Der Beschwerdeführer erachtet sich in seinem "Recht auf (gesetzmäßige) Entscheidung in Sachen (Weiterbenützung) einer Naturalwohnung im Ruhestand" verletzt und verweist insoweit auf seinen gemäß § 80 Abs. 9 BDG 1979 gestellten Antrag. Er vertritt im Übrigen die Ansicht, dass sowohl die Bestimmungen des Abs. 5 als auch des Abs. 9 in § 80 BDG 1979 eine Ermessensentscheidung gebieten, wobei eine korrekte Ermessensübung jeweils eine Entscheidung zu seinen Gunsten ermöglicht hätte.

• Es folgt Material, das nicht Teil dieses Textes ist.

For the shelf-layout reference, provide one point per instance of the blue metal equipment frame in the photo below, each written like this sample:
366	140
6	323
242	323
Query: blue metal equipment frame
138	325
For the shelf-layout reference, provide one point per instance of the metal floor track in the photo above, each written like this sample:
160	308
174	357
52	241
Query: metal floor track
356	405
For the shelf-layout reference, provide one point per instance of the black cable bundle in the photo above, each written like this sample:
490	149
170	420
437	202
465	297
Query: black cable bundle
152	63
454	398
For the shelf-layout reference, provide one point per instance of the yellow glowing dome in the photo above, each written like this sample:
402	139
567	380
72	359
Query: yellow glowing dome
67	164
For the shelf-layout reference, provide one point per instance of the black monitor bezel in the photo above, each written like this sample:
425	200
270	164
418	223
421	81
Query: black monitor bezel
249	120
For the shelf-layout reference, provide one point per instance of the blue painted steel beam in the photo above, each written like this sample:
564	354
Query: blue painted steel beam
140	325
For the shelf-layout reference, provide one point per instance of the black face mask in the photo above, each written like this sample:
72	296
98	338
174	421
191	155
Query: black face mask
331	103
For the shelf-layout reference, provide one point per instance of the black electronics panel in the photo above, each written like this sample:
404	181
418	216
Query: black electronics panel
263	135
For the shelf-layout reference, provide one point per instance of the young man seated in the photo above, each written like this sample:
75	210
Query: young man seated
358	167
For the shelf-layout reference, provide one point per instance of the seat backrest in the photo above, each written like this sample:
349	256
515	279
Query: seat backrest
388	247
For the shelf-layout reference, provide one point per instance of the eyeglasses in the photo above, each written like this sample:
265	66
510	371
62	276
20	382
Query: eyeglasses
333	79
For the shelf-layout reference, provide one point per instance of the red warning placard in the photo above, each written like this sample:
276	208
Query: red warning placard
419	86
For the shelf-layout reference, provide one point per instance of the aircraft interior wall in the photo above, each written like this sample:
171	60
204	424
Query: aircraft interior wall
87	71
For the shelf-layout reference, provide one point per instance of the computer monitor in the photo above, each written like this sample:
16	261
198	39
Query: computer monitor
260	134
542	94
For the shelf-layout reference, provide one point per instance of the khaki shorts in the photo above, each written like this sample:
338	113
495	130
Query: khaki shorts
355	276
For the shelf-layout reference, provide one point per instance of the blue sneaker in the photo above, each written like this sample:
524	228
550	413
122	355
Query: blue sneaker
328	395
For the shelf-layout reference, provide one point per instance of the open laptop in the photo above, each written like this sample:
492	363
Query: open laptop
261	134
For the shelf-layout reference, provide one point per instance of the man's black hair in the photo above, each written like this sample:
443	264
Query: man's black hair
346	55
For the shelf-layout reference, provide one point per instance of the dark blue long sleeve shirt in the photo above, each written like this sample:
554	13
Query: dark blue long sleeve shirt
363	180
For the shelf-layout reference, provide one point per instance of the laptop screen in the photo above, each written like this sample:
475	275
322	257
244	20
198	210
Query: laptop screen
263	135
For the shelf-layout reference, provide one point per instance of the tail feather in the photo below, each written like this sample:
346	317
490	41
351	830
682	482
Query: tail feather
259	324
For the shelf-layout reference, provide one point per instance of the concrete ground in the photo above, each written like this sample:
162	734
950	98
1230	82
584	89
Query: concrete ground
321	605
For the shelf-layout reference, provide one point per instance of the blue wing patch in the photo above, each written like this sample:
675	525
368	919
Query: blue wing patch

Dazu judiziert der Verwaltungsgerichtshof in ständiger Rechtsprechung, von der abzugehen die Beschwerde keinen Anlass bietet, dass die Inanspruchnahme der in § 80 Abs. 5 BDG 1979 genannten konkreten Entziehungsmöglichkeiten als eine an die Dienstbehörde gerichtete Vorschrift zu werten ist, aus der bei Vorliegen der gesetzlich vorgesehenen Voraussetzungen die Berechtigung und Verpflichtung der Dienstbehörde zur Entziehung der Dienst- oder Naturalwohnung, nicht aber eine über die Feststellung des (fallbezogen unstrittigen) Vorliegens der im Gesetz genannten Tatbestände hinausgehende Begründungspflicht im Sinn einer Ermessensregelung folgt. Hingegen sieht § 80 Abs. 9 BDG 1979 eine Interessenabwägung vor (vgl. etwa die hg. Erkenntnisse vom 9. Juni 2004, Zl. 2004/12/0063, vom 14. Dezember 2005, Zl. 2003/12/0117, und vom 30. Mai 2011, Zl. 2011/12/0056).
Dies hat die belangte Behörde bei ihrer Entscheidung nach § 80 Abs. 5 Z 1 BDG 1979 zutreffend erkannt. Soweit sie allerdings bei der Erledigung des Antrages nach § 80 Abs. 9 BDG 1979 eine Interessenabwägung als nicht geboten erachtete, steht diese Ansicht im Widerspruch zur zitierten Rechtsprechung des Verwaltungsgerichtshofes.
Auch die Begründung der Erstbehörde, es sei der Verkauf des Wohngebäudes beabsichtigt, überzeugt - abgesehen davon, dass die Nennung eines einzelnen Gesichtspunktes keine Abwägung der divergierenden Interessen des Bundes einerseits und des Beschwerdeführers andererseits darstellen kann - nicht, weil dem Gesetz keine Regelung zu entnehmen ist, wonach der Bund Eigentümer der von ihm vergebenen Naturalwohnung sein müsse. Der Eigentumsübergang an der Liegenschaft, auf welcher (fallbezogen mehrere) Naturalwohnungen errichtet worden sind, entfaltet daher keine Auswirkung auf das öffentlich-rechtliche Benützungsverhältnis (vgl. neuerlich etwa das hg. Erkenntnis vom 9. Juni 2004, Zl. 2004/12/0063).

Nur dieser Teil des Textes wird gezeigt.